Was that a live nest when you removed the cover?

If it was, hope you get well soon.:thumbsup:


----------



## chicken steve (Mar 22, 2011)

_doh!_

sorry Stu

i really should get the codebook from up your way, i'm close enough that theres enough cross-code talk here

~CS~


----------



## stuiec (Sep 25, 2010)

niteshift said:


> Was that a live nest when you removed the cover?
> 
> If it was, hope you get well soon.:thumbsup:


Got lucky there, the pic is from spring, and noone was home (or made it throught the winter).





chicken steve said:


> _doh!_
> 
> sorry Stu
> 
> ...


Sooner or later I'm sure I'll pick up some version of the NEC just for kicks.
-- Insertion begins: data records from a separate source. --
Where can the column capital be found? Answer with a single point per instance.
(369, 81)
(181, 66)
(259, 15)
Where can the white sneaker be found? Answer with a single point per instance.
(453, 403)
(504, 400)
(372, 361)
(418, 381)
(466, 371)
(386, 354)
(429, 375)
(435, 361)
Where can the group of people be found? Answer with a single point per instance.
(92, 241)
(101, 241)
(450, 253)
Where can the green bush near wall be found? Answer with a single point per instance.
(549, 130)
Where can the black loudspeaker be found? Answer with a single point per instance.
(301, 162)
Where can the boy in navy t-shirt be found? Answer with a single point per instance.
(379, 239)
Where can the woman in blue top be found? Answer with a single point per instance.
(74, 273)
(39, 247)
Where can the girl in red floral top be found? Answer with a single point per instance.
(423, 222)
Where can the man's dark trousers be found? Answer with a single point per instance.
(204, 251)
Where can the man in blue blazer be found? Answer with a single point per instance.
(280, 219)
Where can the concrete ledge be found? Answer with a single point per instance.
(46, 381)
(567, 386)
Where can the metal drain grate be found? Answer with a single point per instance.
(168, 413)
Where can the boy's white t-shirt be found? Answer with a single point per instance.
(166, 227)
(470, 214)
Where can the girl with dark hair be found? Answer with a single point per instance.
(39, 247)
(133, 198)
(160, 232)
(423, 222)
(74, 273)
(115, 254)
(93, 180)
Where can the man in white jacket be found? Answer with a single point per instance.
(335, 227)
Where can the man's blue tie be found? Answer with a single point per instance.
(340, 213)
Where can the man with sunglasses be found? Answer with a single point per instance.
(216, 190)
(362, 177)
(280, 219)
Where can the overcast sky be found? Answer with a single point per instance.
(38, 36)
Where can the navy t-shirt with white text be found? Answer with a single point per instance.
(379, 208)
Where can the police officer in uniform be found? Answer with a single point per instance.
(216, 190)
I'm still waiting for my copy of the American Linesman's Handbook to show up (someone on here mentioned it had some interesting material), and I'm still finding my way around the CEC.:laughing:


----------



## Albertaelectric (May 4, 2012)

Pretty soon you won't have to. The Governments (both) want to have our codes aligned within the next two cycles so us albertans can import American help for the oilsands. I don't know if you've had a look at the 2012 Stu, big changes. We can even put panels outside now.


----------



## chicken steve (Mar 22, 2011)

well that wouldn't be a bad thing....~CS~


----------



## stuiec (Sep 25, 2010)

Albertaelectric said:


> Pretty soon you won't have to. The Governments (both) want to have our codes aligned within the next two cycles so us albertans can import American help for the oilsands. I don't know if you've had a look at the 2012 Stu, big changes. We can even put panels outside now.


I was eyeing one at EECOL this afternoon, just didn't pull the trigger. I've read here that they have made quite a few changes. 
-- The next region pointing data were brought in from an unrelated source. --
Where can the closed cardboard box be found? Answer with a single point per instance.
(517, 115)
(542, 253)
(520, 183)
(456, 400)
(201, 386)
I cannot for the life of me find anything in the 2009 regarding conductors entering a panelboard _with_ the feeders (I just realised that the main premis of this thread may be bunk-o).


Where would panels outside be to advantage up here?


----------



## LARMGUY (Aug 22, 2010)

That can't be in Canada, the panel isn't mounted sideways.


----------



## Albertaelectric (May 4, 2012)

I really couldn't tell you what the advantage is anywhere but it's part of the harmonizing. The 75 degree rule for 120v breakers will be the biggest adaptation to make. There are loopholes they have designated however.


----------



## stuiec (Sep 25, 2010)

LARMGUY said:


> That can't be in Canada, the panel isn't mounted sideways.


pretty sure the "real Canada" (where those infernal shows are made), doesn't consider the West to be Canadian anyhow :laughing:


----------



## stuiec (Sep 25, 2010)

Albertaelectric said:


> I really couldn't tell you what the advantage is anywhere but it's part of the harmonizing. The 75 degree rule for 120v breakers will be the biggest adaptation to make. There are loopholes they have designated however.


 
I'd better wait until I get back from holidays before I pick it up:laughing:


----------



## D-Bo (Apr 15, 2012)

hack is hack in any jurisdiction


----------



## nrp3 (Jan 24, 2009)

Seen plenty of that green romex, but digging the red stuff too.


----------



## JohnR (Apr 12, 2010)

Well at least whoever did that was consistent.


----------



## randas (Dec 14, 2008)

Nothing against feeders and branch ccts in the same pipe as long as they come from the same system (transformer)


----------



## joedreamliner787 (Sep 27, 2011)

stuiec said:


> not sure what a 230.8 is ( I only speak Canadum) but that switched cord cap enters the panel with no connector, then splices onto 2 conductors that snuck in with the feeders. CEC 6-306
> 
> 
> 
> ...


Now that last with the LB, that's what we call rigid :laughing:


----------